Oltre a tali principi, che devono essere qui ribaditi, trova applicazione anche il principio del cosiddetto “giudicato cautelare”, in forza del quale, poiche’ l’interpretazione data dal Tribunale nel procedimento di appello cautelare in relazione ai reati posti a fondamento della misura non e’ stata oggetto di impugnazione da parte della difesa, tale interpretazione non poteva essere contestata nel presente procedimento.
2. Il ricorso, per tali motivi, deve essere dichiarato inammissibile.
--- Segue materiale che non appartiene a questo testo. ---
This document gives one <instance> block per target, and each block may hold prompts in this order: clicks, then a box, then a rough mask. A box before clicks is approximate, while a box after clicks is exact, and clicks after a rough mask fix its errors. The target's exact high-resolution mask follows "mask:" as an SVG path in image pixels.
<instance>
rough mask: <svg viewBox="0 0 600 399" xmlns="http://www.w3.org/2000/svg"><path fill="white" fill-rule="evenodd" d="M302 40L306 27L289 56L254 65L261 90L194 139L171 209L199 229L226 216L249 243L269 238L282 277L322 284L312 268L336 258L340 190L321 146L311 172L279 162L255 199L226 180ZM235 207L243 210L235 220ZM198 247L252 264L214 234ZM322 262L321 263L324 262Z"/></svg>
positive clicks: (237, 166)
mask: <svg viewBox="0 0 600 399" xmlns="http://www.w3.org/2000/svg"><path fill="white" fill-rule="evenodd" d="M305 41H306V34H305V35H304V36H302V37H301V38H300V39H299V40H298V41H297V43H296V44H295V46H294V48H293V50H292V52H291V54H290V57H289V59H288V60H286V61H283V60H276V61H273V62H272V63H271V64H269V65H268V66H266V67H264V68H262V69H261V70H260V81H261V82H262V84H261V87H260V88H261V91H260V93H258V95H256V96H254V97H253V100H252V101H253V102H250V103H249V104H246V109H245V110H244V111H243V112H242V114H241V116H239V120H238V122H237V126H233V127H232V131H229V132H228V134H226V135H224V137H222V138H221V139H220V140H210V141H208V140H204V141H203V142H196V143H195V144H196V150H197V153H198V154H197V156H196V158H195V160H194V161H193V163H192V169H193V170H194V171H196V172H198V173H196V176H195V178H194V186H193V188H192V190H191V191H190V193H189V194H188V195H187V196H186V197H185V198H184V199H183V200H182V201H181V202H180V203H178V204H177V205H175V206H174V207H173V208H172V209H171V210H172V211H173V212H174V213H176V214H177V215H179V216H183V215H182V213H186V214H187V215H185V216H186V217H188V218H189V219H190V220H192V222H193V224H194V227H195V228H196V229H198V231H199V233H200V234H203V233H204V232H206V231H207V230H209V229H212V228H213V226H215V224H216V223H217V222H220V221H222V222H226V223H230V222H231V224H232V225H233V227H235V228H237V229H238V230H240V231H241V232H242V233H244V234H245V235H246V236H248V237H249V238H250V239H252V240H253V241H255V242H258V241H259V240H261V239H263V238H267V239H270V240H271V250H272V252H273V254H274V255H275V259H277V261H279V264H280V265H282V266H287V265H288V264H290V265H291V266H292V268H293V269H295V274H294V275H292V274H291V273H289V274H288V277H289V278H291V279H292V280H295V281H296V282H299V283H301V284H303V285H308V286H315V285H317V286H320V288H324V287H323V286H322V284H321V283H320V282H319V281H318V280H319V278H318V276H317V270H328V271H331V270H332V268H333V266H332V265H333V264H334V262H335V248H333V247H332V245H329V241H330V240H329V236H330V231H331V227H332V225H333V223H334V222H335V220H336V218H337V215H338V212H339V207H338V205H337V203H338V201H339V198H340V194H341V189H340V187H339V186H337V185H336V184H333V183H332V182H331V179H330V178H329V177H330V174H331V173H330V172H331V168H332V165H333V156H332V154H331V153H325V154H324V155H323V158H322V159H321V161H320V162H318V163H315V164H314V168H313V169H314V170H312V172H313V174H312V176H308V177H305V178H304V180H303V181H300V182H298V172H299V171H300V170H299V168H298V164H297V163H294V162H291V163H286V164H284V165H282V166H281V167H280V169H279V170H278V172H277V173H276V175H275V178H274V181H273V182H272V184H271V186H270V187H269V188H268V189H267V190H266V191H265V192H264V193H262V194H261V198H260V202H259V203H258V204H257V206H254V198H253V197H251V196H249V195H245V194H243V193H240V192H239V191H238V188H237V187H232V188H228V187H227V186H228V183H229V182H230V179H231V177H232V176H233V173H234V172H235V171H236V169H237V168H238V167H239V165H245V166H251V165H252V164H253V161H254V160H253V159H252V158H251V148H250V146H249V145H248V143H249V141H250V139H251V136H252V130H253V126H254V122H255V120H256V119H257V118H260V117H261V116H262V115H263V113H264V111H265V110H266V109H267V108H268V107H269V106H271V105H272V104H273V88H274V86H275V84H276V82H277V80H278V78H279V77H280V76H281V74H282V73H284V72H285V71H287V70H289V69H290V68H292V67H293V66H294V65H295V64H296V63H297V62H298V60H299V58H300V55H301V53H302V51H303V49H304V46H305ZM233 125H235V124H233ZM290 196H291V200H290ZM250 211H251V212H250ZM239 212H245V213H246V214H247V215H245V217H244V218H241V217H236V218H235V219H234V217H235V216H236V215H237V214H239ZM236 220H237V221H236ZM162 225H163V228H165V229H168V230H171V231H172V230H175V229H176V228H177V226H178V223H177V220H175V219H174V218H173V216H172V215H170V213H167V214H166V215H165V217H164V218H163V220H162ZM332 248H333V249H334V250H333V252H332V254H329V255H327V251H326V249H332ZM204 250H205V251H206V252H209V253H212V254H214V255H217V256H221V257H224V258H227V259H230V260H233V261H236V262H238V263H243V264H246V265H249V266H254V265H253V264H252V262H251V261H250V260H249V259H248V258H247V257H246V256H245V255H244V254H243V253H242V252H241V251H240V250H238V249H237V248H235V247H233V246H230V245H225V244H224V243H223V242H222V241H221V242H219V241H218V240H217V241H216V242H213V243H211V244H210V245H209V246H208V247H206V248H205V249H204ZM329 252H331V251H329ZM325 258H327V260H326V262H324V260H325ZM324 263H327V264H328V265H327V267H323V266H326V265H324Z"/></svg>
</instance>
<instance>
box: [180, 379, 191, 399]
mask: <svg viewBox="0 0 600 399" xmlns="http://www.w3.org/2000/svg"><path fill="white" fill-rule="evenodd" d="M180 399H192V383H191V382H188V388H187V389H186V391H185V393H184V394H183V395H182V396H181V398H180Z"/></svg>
Tenuto conto della sentenza 13 giugno 2000, n. 186, della Corte costituzionale e rilevato che, nella fattispecie, non sussistono elementi per ritenere che “la parte abbia proposto il ricorso senza versare in colpa nella determinazione della causa di inammissibilita’”, alla declaratoria dell’inammissibilita’ medesima consegue, a norma dell’articolo 616 c.p.p., l’onere delle spese del procedimento nonche’ quello del versamento della somma, in favore della Cassa delle ammende, equitativamente fissata in Euro 3.000,00.
P.Q.M.
Dichiara inammissibile il ricorso e condanna il ricorrente al pagamento delle spese processuali e della somma di Euro 3.000,00 in favore della Cassa delle ammende.
Manda alla cancelleria per gli adempimenti di cui all’articolo 94 disp. att. c.p.p., comma 1 ter.
Si da’ atto che, ai sensi dell’articolo 546 c.p.p., comma 2, conformemente alle indicazioni contenute nel decreto del Primo Presidente, n. 163/2020 del 23 novembre 2020 – recante “Integrazione linee guida sulla organizzazione della Corte di cassazione nella emergenza COVID-19 a seguito del Decreto Legge n. 137 del 2020” – la presente ordinanza viene sottoscritta dal solo presidente del collegio per impedimento dell’estensore.
In caso di diffusione omettere le generalità e gli altri dati identificativi dei soggetti interessati nei termini indicati.